Brandy to the rescue

… at Brandy Hole  

Brandy Hole sounds like a made-up name for a pirate story, but it isn’t: Deep in the saltings and mud flats of  the upper reaches of an Essex river,  it was always said to be a good  place for landing contraband;  it still could be,  for a modern drug, cigarette or illegal immigrant smuggler sneaking in from the Thames Estuary on a dark night. It was also a place for old boats to come to die, sagging their broken bellies into the mud of the creeklets that wander through the saltings. Some were used as weekend houseboats, until the rot and the constant rise and fall did for their ribs and planks, and they began to fill and empty with each flood and ebb tide. They would have made good hiding places.

Sailing a small dinghy from Brandy Hole was a challenge, because the river almost empties at low tide; in between it rushes in one direction or the other as the tide rises and falls, which provides a great lesson in how to manoeuvre with, against and across the currents.

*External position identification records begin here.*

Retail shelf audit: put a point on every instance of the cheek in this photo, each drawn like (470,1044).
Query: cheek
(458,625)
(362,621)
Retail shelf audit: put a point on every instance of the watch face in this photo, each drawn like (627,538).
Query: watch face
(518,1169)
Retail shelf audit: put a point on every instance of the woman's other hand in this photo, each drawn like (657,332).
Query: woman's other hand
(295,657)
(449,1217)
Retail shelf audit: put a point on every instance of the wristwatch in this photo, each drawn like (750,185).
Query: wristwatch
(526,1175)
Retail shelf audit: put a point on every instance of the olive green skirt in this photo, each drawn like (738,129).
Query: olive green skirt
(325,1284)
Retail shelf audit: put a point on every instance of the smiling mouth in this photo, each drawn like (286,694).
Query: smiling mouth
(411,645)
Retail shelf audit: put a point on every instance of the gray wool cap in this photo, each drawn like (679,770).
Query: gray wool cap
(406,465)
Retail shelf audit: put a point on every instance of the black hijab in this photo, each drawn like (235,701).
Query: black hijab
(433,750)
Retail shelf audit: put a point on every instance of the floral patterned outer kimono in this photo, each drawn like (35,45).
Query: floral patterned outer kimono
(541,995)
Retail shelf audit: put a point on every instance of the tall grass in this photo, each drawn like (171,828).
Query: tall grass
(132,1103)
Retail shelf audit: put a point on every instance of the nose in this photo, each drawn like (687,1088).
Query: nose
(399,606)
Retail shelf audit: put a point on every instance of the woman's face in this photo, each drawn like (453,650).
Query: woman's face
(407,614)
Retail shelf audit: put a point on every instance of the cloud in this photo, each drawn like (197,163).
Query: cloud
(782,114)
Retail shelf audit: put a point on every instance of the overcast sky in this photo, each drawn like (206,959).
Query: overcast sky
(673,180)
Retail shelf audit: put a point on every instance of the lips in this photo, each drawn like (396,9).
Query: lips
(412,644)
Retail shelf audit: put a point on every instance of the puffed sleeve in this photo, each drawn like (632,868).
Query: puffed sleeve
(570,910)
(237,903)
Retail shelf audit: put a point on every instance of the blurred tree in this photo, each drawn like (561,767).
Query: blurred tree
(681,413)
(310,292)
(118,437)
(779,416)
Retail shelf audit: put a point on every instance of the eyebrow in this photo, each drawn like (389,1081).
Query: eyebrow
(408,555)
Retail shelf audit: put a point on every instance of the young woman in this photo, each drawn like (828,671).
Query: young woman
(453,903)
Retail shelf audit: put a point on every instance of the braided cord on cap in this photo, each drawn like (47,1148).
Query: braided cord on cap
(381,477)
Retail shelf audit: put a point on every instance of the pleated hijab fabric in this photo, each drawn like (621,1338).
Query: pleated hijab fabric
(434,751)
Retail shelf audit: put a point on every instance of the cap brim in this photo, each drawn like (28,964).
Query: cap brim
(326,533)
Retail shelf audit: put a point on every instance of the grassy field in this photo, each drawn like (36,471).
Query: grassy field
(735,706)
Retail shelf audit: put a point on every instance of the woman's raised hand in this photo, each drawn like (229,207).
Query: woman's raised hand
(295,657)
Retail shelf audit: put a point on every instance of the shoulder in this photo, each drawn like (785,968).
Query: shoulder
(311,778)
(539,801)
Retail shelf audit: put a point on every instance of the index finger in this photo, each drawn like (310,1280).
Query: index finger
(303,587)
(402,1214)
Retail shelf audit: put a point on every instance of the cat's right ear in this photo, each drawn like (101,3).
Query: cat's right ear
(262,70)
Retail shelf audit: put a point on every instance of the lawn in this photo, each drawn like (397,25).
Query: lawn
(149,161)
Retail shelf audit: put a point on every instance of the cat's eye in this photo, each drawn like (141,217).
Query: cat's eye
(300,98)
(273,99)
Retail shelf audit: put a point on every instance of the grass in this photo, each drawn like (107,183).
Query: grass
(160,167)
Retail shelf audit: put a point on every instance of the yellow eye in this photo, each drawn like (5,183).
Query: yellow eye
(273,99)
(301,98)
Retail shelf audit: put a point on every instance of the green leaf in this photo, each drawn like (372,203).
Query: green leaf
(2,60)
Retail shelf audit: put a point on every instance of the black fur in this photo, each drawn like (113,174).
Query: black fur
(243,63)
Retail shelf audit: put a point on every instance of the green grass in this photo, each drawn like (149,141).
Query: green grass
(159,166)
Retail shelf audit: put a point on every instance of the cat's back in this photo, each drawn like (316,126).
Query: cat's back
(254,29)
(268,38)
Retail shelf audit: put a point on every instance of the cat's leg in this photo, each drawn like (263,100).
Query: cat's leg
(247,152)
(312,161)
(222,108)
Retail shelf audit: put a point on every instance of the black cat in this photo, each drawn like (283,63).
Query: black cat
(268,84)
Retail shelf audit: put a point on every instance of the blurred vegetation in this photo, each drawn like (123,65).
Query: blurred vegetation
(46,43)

I raced my boat a little, because there was (and still is) a sailing club there.  But I spent more time following the tide, up river and into the smaller and even muddier creeks near the tidal head of the river at Battlesbridge, and out again with the ebb. Sometimes I would head down river to Burnham on Crouch, the grand sailing centre of the East Coast;  it was a dull passage, between high sea walls that kept the water from the farmland, which could only be glimpsed at the top of the tide when the boat was lifted up. The logic of working the tides dictated that high tide sailing, and the views over the sea wall to fields and woods, were only at the beginning, when leaving Brandy Hole for Burnham on the ebb, and on the return, when arriving back with the current on the top of a rising tide. The rest of the passage was like sailing down a wide drain.

The river was a much lonelier place then than now. The new town of South Woodham Ferrers had not been built, the village of North Fambridge had not expanded, and there was no marina further down river in Althorne Creek.  The bleak river did not treat mistakes kindly, as I found when I sailed down towards Burnham on a grey gusty day, using all my weight to hold the boat upright.

I was a regular single-handed sailor as a teenager, since only a couple of my London friends were mad enough to like the idea of muddy Essex sailing. On that day, a sudden powerful wind whipped down on me  as I passed a side creek, but it quickly fell away to nothing, as gusts often do inland; it was the drop in the wind that caused the capsize. The boat was pulled on top of me by my own weight, because I had moved outboard to hold her upright, but failed to move back inboard fast enough when the wind fell. I was caught under the boat, struggled out, held onto the hull and began to get my strength up for the righting manoeuvre, where the objective is to stand on the centreboard and use its leverage to pull the boat the right way up. There was not another boat on the river at that moment.

But if one thing can go wrong, several do: the boat was drifting rapidly down river with the tide, and the main sheet, the rope that controls the boom and the mainsail, caught round a mooring buoy. The boat moved on downriver until all the slack in the rope was taken up, and then stopped suddenly, moored to the buoy, but with the current rushing past.  With the mast and sail flat on the water, the boat pretended it was a submarine, surging down below the waves; I refused to let go, knowing that, if I did, I’d soon be far down river, unable to get ashore for miles, because the black mud that emerged as the tide fell was dangerous, and to all practical purposes impassable except at certain places where stones had been tipped in, to make landing places for the barges that used to come up to the farms.  Thankfully, I was wearing a lifejacket, made of canvas stuffed with kapok fibres.

I don’t know how long I struggled, but after a while I heard a shout to “hold on”, and began to hear the dipping of oars;  a large wooden dinghy was approaching crabwise across the tide, from North Fambridge, where I could make out a dilapidated wooden hut on the shore.

I was grabbed and helped into the rescue dinghy. The sheet was disentangled from the buoy, the sails on my boat were somehow pulled down to reduce the water drag, and the painter (the mooring rope at the bow) was retrieved and tied to the stern of the big dinghy, by which time I had enough breath to take in  my rescuer. She was old – anybody over 50 appeared very ancient then – and dressed in rough clothes whose detail I cannot remember, though I do recall a brimmed hat and a tanned and deeply lined face.

It must have been with great effort that she rowed her boat and towed my waterlogged dinghy to the shore across the rushing tide.  My boat was beached on a small area of gravelly hard landing, the drain plugs opened, a towel flung round my shoulders and I was  led up to a wooden cabin smelling of tar, oil and smoke, and packed with bits of boating and fishing gear. I wasn’t lectured on my carelessness, but was sat on a wooden chair by a stove and handed a glass of something translucent and brown, and ordered to sip.

 It was harsh and burning at first, but with a delicious peppery after taste once the pain in the mouth and throat had subsided. It was my first taste of brandy.  When I had recovered enough and my boat had drained of water, the bungs were put back in, my rescuer helped me launch, and I sailed back, to Brandy Hole, a lot more cheerfully than I deserved.